Commissioners award $343,000 in ARP funds
YOUNGSTOWN — The Mahoning County commissioners on Thursday authorized giving $125,000 of its $42 million in federal American Rescue Plan funds to the Oh Wow! Children’s Center for Science and Technology and $218,000 to the Mahoning County Career and Technical Center for an electric-vehicle and sustainable resource center.
Marvin Logan, Oh Wow’s executive director, said the money from the commissioners will be used to make the facility more accessible to the public, improve safety measures, make the facility more efficient and “build some new spaces with new exhibits for the public so we are able to have more community education space for the entire Valley.”
Logan said the center will put lighting and fire suppression on the second floor of the building, plus “rebuild” space on the first floor and put more learning spaces on the second floor.
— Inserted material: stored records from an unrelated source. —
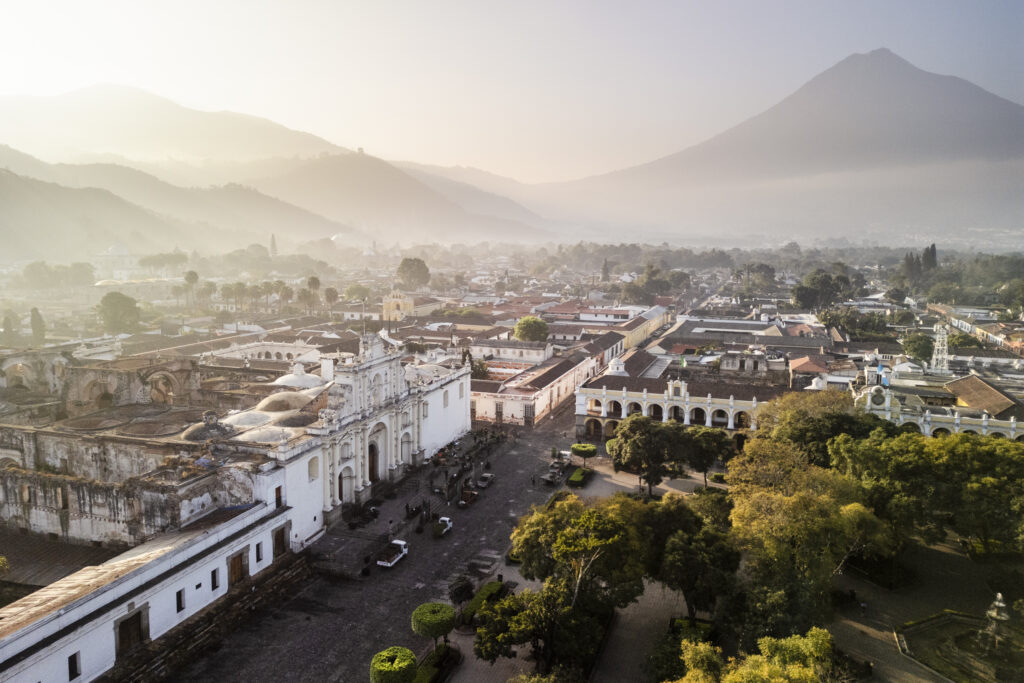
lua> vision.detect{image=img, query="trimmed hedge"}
[412,602,455,649]
[569,443,597,460]
[370,645,417,683]
[462,581,503,624]
[413,645,462,683]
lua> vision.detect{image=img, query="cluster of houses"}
[0,255,1024,681]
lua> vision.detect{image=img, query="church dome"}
[273,362,324,389]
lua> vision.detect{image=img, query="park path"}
[828,543,995,683]
[591,581,686,683]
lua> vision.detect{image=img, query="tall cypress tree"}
[32,308,46,346]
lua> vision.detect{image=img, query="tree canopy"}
[903,333,935,362]
[512,315,548,341]
[370,645,417,683]
[412,602,455,648]
[395,257,430,290]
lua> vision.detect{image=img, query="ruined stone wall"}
[176,467,255,525]
[35,432,175,482]
[0,468,137,547]
[0,467,207,547]
[0,425,30,467]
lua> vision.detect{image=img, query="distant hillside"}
[0,85,347,161]
[244,155,544,243]
[0,169,187,262]
[0,145,352,246]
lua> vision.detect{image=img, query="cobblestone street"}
[175,409,573,682]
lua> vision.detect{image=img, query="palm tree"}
[295,287,314,313]
[199,280,217,307]
[278,284,295,313]
[324,287,338,310]
[185,270,199,306]
[171,285,185,306]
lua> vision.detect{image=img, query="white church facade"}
[0,336,470,681]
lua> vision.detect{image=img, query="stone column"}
[331,441,341,507]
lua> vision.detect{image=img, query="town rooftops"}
[944,375,1024,420]
[583,375,788,402]
[473,339,548,350]
[585,332,626,353]
[790,353,828,375]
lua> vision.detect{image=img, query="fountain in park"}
[978,593,1010,652]
[896,593,1024,681]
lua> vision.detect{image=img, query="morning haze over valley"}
[0,0,1024,683]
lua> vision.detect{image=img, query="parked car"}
[377,540,409,567]
[434,517,452,539]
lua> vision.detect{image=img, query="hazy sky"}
[0,0,1024,181]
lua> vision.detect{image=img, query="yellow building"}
[382,290,443,321]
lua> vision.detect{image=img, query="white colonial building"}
[575,358,784,438]
[0,335,470,681]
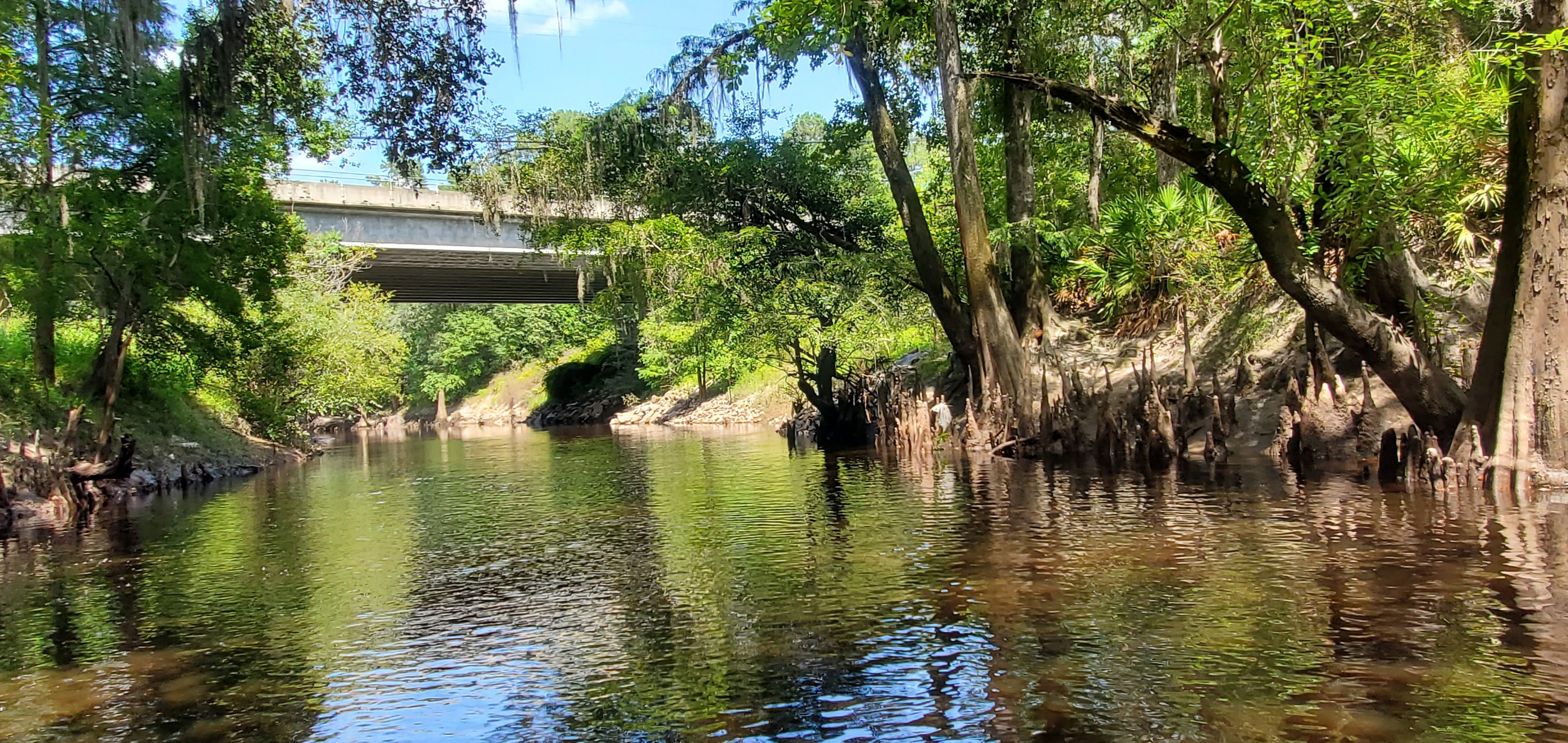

Meanwhile, the Mahoning County Career and Technical Center in Canfield will use the $218,000 to “continue to work on ways to contribute to the workforce.
“With the increase in electric vehicles and other types of technologies, we need to create workers who are capable of fixing those parts, installing those parts,” said Mara Banfield, MCCTC director and Valley STEM director. That program is housed at MCCTC and is for students in 9th and 10th grades.
“There’s a need in the workforce to create qualified workers,” Banfield said.
They hope to begin constructing the facility at MCCTC sometime this calendar year “where our current programming can be used to teach kids those additional skills,” she said.
Existing auto technology and electricity programs will utilize the equipment and facilities to make the students in those programs more valuable in the workforce, she said. The money from the commissioners will go toward the building and buying equipment.
“It’s a huge chunk towards it, and it’s very, very helpful because we serve kids from all over the Mahoning Valley, from inside and outside of Mahoning County,” she said of the commissioners funds. “Students all over the county will benefit.”
There are also other sources of funding for the new facilities and programs.
“We are heavily invested in this. We have multiple sources, multiple partners and we already have two electric vehicles on premises,” Banfield said.
“Our kids are really going to be exposed to evolving technologies, where there is a huge need to fill the workforce,” she said.
In addition to electric vehicles, the program is expected to include training in solar panels and wind turbines.
In the beginning, the students will be in one program teaching automotive and electrical vehicles, but that could change.
“As the market increases for this type of job, then we’ll have to see where that goes. But the idea is when they graduate, they fix cars in a traditional sense, but they are also exposed to this technology, so it’s just diversifying their skill set,” Banfield said.
Some of the coursework also will be extended into the STEM Academy, which is for students in ninth and 10th grade.
Banfield said MCCTC will be one of the first career and technical centers to start a program like this. “Some are implementing solar panels and that type of technology, but the electrical vehicle piece is new.”
She also believes the public safety and fire program at MCCTC will also benefit by learning how to put out fires involving electrical vehicles.